Even more constraints on domestic appropriations?  A number of provisions in the Senate budget resolution would close off some ways of loosening the caps for domestic programs. One would phase out the use of savings from mandatory programs from being applied to discretionary spending. This practice (Changes in Mandatory Programs, nicknamed “CHIMPS” by budgeteers) added $19 billion to domestic appropriations this year. The Senate budget would keep it at $19 billion in FY 2016, but gradually eliminate it by FY 2021. The loss of CHIMPS and other new constraints in the Senate budget (but not in the House version) would tighten the screws on domestic appropriations still more – the opposite of the “safety value” provided to defense spending through OCO. It is not yet known if these constraints will be in the final budget resolution.

SSDI Shortfall. Social Security Disability Income (SSDI) is expected to be underfunded within the next few years. Under current law, funds could be transferred from the Social Security trust fund to pay for the SSDI shortfall. The House budget version prohibits this, and would use the shortfall as a way to force changes to benefits and/or eligibility for Social Security and SSDI. The Senate budget does not have this provision; it is not known whether it will be included in the joint budget plan. Even if it is included, such cutbacks could not be implemented without passing legislation, which could be vetoed by the President.

Revenues. The House and Senate budgets are vague about what they would do about revenues. Both House and Senate would repeal the health care law, and along with it the $1 trillion in revenues it would generate over the next decade. However, they do not show revenues being reduced over this period, without explaining what will replace the repealed taxes. The House is specific in saying it will eliminate the Alternative Minimum Tax, and the Senate expressly calls for continuing business tax cuts which would otherwise expire. Those actions would lose at least $1 trillion over ten years, from revenues collected disproportionately from upper- income people. On the other hand, both House and Senate would allow the improvements to low-income tax credits expire, pushing 16 million people, half of them children, into poverty or deeper poverty, according to the Center on Budget and Policy Priorities.

Getting Past the Budget Resolution to a Post-Sequester Deal? The Senate budget included an amendment sponsored by Senator Kaine (D-VA) and with bipartisan support to make it possible for Congress to agree later on a deal to exceed the sequestration caps by making up the increased spending by an unspecified combination of new revenues and cuts in mandatory programs. There are press reports that the final budget resolution will include a version of this, but, significantly, without any mention of new revenues as a replacement for the sequester cuts.

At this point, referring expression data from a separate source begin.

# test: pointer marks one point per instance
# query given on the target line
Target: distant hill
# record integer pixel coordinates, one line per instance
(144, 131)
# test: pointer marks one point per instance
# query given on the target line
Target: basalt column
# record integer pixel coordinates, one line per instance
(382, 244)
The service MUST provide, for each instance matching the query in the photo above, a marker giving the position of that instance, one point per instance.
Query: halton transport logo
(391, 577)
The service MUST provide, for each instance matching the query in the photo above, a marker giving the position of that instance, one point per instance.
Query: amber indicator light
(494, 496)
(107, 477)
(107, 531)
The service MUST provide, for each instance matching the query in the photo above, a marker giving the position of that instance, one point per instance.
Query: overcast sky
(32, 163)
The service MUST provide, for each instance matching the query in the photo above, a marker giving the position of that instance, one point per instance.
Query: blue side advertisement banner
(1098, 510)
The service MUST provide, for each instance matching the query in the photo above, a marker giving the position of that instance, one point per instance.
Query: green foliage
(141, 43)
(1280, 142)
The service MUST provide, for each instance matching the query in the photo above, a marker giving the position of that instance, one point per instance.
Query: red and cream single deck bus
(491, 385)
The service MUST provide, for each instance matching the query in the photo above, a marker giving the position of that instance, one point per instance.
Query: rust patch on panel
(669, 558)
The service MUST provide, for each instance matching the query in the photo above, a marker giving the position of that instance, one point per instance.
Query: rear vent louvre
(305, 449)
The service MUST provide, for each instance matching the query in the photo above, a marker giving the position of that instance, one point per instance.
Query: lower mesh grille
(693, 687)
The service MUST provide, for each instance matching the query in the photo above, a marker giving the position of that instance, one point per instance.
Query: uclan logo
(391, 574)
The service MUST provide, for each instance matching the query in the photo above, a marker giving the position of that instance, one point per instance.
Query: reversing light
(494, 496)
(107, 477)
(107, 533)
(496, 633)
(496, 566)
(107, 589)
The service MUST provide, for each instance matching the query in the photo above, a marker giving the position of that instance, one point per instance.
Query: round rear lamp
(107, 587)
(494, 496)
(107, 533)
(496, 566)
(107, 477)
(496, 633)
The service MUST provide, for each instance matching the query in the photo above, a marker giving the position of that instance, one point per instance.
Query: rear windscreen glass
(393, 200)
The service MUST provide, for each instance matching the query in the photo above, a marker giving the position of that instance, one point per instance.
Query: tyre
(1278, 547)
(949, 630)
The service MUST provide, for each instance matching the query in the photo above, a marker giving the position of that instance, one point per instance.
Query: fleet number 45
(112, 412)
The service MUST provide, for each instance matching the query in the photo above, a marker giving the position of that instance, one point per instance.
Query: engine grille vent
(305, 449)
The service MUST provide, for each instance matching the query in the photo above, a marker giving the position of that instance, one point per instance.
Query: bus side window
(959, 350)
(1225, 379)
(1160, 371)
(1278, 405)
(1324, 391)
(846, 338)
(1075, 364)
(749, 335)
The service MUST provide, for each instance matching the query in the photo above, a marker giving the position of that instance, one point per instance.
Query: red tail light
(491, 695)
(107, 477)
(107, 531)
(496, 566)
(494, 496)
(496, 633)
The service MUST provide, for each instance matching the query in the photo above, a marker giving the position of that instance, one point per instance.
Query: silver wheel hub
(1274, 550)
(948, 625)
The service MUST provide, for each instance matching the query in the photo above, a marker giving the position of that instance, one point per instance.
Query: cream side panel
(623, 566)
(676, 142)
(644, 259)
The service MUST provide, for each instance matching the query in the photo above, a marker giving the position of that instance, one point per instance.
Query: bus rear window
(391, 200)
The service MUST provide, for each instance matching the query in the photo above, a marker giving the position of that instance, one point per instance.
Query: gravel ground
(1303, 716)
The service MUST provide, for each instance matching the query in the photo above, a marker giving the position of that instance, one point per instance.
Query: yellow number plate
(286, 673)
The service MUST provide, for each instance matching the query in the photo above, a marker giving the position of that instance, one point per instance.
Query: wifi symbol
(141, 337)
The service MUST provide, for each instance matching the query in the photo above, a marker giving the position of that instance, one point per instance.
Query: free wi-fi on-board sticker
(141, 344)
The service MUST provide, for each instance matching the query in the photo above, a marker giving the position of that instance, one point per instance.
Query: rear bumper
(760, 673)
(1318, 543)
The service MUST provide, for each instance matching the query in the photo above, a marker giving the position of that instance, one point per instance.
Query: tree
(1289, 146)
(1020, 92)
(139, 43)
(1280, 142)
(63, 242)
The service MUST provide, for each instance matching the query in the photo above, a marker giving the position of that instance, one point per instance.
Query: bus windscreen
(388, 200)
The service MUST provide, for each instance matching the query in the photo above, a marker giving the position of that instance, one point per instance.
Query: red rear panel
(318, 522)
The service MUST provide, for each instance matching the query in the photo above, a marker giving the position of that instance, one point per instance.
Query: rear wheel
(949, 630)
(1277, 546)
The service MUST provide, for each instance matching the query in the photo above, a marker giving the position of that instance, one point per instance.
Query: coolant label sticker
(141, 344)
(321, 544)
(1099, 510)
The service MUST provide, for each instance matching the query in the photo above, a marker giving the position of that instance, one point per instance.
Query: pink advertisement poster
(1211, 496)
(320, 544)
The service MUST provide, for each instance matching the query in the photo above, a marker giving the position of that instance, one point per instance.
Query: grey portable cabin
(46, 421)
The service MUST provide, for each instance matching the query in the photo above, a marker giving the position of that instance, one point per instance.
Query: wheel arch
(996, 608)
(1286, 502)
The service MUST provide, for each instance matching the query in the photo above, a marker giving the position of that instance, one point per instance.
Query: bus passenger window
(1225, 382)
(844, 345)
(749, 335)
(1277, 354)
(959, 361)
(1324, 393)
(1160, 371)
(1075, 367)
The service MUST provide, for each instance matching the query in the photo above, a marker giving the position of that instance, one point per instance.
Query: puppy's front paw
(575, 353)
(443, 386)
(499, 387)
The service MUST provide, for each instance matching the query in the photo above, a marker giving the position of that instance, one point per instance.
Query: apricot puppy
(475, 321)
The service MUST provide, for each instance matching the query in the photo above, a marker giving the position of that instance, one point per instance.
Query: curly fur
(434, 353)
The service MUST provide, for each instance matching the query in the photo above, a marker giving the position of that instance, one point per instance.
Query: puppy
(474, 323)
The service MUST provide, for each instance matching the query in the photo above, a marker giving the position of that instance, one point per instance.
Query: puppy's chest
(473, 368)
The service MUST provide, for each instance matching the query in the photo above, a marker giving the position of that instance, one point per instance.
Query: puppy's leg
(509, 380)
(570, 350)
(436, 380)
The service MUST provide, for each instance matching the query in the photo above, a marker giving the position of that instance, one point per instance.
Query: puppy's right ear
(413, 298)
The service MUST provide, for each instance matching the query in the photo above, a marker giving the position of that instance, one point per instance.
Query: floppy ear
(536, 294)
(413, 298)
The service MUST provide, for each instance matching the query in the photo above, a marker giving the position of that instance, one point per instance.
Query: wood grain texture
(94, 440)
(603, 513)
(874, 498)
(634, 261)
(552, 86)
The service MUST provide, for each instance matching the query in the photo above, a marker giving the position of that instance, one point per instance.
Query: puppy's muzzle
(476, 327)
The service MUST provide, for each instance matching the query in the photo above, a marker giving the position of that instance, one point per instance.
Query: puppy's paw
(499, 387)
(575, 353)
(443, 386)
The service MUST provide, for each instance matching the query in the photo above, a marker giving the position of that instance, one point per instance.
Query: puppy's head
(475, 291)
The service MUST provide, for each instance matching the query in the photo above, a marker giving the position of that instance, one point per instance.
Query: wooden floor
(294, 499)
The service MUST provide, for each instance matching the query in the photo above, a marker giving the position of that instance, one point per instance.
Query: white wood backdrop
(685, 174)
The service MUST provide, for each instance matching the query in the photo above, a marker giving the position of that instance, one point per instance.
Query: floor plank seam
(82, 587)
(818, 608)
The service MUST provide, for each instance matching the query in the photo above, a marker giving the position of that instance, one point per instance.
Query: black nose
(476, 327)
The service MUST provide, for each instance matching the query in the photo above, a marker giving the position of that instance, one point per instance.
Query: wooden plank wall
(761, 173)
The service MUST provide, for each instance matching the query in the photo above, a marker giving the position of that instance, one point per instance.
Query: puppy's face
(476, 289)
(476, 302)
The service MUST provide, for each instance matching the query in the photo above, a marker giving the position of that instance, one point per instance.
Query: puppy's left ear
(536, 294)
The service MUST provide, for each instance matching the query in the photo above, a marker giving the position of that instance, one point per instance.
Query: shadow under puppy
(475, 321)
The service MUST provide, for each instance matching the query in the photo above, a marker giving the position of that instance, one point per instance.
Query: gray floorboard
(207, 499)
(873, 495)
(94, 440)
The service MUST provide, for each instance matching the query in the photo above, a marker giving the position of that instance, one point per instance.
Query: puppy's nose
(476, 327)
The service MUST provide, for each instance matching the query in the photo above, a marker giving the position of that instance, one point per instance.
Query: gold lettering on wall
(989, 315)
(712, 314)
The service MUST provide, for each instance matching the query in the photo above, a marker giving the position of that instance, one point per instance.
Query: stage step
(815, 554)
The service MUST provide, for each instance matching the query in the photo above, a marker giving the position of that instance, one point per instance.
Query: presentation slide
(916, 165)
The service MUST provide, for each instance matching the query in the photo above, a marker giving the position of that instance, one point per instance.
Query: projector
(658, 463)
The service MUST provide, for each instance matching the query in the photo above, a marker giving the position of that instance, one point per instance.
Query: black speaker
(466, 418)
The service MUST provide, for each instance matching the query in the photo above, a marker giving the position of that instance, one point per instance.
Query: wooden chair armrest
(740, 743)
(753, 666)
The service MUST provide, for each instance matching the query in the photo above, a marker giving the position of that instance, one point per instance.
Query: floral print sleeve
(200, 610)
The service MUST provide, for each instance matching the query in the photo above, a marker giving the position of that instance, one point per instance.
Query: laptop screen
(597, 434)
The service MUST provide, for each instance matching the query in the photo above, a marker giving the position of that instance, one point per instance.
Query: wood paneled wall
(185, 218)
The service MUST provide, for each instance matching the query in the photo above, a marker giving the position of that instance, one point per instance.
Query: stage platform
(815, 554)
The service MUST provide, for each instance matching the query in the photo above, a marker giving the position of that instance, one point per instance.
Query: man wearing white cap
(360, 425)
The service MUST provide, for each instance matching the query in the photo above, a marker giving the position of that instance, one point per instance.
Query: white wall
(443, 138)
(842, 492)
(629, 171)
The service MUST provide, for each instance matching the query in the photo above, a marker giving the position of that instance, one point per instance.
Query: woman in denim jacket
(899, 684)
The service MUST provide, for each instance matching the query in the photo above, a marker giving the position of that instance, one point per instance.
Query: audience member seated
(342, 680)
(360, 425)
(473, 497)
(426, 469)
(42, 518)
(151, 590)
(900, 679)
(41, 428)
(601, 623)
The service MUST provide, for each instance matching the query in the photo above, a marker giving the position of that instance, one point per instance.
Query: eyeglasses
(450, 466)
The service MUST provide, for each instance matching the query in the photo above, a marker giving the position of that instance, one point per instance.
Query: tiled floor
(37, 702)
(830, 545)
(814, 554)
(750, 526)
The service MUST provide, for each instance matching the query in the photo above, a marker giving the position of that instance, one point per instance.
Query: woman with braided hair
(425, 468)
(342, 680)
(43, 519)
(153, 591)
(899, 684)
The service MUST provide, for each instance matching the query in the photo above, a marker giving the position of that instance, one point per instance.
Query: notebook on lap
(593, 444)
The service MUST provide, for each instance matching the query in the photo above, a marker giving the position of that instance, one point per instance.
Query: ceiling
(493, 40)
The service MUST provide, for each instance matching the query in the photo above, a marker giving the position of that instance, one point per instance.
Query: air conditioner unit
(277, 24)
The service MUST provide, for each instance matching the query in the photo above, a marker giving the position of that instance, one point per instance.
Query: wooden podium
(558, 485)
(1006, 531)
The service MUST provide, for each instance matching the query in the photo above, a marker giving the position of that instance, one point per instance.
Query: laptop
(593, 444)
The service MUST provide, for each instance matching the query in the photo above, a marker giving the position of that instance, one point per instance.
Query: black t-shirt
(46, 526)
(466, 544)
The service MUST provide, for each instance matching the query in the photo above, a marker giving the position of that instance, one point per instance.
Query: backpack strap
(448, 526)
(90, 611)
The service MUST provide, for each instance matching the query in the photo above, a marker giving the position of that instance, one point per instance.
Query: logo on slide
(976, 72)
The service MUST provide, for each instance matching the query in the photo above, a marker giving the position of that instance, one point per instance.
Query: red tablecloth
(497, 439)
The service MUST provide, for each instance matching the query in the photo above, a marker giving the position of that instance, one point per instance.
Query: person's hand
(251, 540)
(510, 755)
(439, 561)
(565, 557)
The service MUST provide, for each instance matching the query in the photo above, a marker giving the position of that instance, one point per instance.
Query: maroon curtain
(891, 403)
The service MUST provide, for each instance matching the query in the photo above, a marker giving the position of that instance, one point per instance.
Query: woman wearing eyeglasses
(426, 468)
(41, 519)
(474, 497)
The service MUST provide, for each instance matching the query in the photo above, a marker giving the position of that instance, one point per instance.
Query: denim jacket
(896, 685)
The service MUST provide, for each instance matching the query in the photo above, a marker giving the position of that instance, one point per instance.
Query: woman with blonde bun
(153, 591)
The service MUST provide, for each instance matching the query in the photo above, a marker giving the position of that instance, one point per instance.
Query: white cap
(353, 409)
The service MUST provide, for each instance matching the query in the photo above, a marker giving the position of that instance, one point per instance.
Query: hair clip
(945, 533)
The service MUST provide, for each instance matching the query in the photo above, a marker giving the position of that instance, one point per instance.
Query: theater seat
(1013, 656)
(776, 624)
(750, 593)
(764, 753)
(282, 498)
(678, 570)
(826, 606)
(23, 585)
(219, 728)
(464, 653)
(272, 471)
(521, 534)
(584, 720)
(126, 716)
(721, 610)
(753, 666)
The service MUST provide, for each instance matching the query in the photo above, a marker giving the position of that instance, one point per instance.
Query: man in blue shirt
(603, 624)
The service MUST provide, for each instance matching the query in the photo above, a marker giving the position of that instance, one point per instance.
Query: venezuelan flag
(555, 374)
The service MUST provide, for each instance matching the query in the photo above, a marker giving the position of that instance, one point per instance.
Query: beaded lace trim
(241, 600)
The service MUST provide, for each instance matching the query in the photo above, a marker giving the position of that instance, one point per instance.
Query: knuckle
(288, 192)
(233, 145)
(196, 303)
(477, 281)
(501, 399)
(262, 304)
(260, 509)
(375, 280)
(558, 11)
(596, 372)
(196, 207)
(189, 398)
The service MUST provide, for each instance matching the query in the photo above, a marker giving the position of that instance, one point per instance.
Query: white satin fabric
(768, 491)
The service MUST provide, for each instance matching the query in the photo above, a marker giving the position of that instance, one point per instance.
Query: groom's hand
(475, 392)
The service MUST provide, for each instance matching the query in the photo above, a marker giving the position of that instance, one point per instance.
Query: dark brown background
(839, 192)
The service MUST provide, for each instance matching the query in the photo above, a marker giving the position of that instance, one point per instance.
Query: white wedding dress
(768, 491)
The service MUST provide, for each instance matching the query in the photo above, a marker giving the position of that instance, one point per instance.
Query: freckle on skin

Reconciliation Instructions – Fast-Track Cuts. If Congress can agree on a joint budget resolution, it can include reconciliation instructions – directives to specific committees to produce bills making savings in mandatory programs (such as Medicaid, SNAP, Medicare, the Affordable Care Act, etc.). When those bills are taken up in the Senate, debate would be time-limited. Because reconciliation legislation cannot be filibustered, it can pass the Senate with only a simple majority, instead of the 60 votes required in most other Senate deliberations. As noted above, while the House was willing to subject many different programs to such fast-tracked cuts, it is now expected the joint resolution will only seek reconciliation bills out of the committees with jurisdiction over changes to the Affordable Care Act. Those committees will be asked to draft their legislation by some point in June or July. The deadline will leave enough time to know the outcome of the upcoming Supreme Court decision on whether federal subsidies to individuals’ health insurance can be paid when states did not create their own insurance exchange, but instead use the federal exchange.